Por esto son necesarios ciertos conocimientos sobre traducción, unas herramientas y sobre todo el dominio perfecto de la lengua a la que se quiere traducir a nivel emocional. Más aún si queremos traducir literatura. Debido a esto también se nos considera autores, porque conocemos los intríngulis emocionales del idioma al que queremos traducir.
Traducir es caminar sobre un campo de minas, cualquier palabra puede significar otra cosa. Pero no nos equivoquemos: es un proceso mental distinto al de hablar la lengua original. O distinto al de hablar la lengua de destino. Por esta sencilla razón una IA nunca podrá igualar la traducción humana. Porque de la misma manera que el espíritu está contenido en la carne, ese espíritu se interpone entre las dos lenguas trabajadas. Algo que una máquina nunca podrá hacer, porque estamos hablando de procesos del corazón, no del intelecto humano.
La psicología estudiaba antaño el paralelismo cerebro/ordenador. El ordenador de von Neumann. Una teoría que hacía extrapolable el funcionamiento de los procesos mentales a los de un ordenador. Tenemos que tener claro que la IA pretende imitar al intelecto humano. Pero los sentimientos, que son la materia de la que está hecha la literatura, se procesan con el corazón, que también tiene neuronas. Algo que nunca podrá imitar una máquina.
Cualquier avatar de la vida, ya sea emocionalmente positivo o negativo, se procesa con el corazón. Esa vivencia, esa experiencia no se procesa con el intelecto. La máquina intenta imitar el intelecto humano, aunque no lo consigue del todo. Una de las últimas teorías en psiquiatría establece que existen dos cerebros interconectados químicamente en nuestro cuerpo. El físico, que es el hardware; el que todos conocemos, y el inmaterial, que sería el software. En este último, se encuentra la cogitativa, en sustantivo. Un elemento que nos permite discernir la realidad que observamos a nuestro alrededor para dilucidar si nos conviene incorporarla a nuestra vida o la desechamos y poder ser de esta manera objetivos para tender así al sentido común.
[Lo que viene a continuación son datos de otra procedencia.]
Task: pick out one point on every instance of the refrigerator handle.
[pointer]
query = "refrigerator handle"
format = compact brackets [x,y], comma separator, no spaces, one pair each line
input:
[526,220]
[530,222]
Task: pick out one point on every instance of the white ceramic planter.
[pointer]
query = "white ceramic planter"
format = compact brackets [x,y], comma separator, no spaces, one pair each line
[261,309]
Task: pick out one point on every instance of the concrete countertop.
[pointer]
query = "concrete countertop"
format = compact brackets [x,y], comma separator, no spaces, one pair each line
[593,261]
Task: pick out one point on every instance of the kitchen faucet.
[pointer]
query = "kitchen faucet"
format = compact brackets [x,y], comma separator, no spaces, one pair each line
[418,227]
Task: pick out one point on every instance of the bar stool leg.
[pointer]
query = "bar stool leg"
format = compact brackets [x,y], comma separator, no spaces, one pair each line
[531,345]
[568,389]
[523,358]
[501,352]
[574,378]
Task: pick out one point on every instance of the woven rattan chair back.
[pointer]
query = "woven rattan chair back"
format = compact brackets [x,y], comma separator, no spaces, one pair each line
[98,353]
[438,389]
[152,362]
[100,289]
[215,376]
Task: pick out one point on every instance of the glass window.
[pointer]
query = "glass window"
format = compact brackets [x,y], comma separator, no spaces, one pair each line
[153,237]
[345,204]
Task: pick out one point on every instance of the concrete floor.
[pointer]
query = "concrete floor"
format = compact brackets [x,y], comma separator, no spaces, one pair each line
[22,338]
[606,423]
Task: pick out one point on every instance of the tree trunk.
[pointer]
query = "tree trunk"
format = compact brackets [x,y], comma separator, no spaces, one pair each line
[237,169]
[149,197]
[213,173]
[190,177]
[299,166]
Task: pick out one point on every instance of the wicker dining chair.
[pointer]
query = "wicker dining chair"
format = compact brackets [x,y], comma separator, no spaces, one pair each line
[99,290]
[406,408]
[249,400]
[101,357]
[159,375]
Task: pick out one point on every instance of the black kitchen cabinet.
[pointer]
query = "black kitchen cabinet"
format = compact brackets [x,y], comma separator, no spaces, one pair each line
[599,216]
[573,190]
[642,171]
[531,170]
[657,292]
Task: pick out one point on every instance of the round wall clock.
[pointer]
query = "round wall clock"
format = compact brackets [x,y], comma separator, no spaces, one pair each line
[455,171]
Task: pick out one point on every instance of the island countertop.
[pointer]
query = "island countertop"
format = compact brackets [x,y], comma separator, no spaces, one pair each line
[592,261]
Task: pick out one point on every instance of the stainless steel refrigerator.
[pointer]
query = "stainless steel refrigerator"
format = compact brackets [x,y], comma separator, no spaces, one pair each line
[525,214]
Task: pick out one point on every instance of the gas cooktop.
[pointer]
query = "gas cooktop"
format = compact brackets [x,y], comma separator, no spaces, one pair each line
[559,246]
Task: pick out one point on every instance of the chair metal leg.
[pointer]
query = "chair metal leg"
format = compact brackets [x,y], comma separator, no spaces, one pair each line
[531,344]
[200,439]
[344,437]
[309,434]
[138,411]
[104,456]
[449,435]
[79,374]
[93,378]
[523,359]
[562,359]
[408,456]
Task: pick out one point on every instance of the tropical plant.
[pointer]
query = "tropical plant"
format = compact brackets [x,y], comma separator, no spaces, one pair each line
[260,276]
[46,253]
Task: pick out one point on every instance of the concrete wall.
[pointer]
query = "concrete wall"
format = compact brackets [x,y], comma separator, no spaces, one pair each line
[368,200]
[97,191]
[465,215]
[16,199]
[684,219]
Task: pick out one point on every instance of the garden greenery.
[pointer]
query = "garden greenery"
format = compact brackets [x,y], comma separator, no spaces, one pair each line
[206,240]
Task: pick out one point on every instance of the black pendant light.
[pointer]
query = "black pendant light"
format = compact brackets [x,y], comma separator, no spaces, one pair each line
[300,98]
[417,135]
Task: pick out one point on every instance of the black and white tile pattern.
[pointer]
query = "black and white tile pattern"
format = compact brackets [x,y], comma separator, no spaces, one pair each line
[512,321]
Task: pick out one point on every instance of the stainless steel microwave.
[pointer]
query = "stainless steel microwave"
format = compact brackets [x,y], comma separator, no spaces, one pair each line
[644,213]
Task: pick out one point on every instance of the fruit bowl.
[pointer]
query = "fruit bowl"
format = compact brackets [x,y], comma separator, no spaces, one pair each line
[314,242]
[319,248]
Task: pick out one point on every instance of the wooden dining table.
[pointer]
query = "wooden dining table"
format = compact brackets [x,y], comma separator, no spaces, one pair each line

Pero no hablamos en literatura de lógica. Por esto nos duele el alma, o el corazón, porque son procesos distintos, de distinto lugar, de distinto órgano, a pesar de estar ambos conectados neuronalmente. Como decía Hölderlin, «Dejad que la divina naturaleza quiebre el vaso, y lo divino se convierta en cosa humana».
Si la mente se quiebra, entra la luz. Pero si un ordenador se quiebra, se apaga, irremediablemente.
Ángel Ferrer se inició en la escritura poética en el año 2013 publicando el libro de poemas Aequilibrium, con la editorial Lecturas Hispánicas. A partir de ahí nació en él la necesidad de traducir textos poéticos, del inglés y francés al español, habiendo publicado el poema de Edgar Allan Poe «El Cuervo» en el año 2019, con la editorial Tregolam. También ha participado en la traducción del libro «Un Sonido Atronador» de Ray Bradbury con la editorial Nórdica en el año 2020 y publicó el audiolibro Poemas de Edgar Allan Poe, con la editorial Bubok en 2021. Es miembro de ACE y CEDRO, socio y Community Manager de ASATI y presocio de ACE Traductores.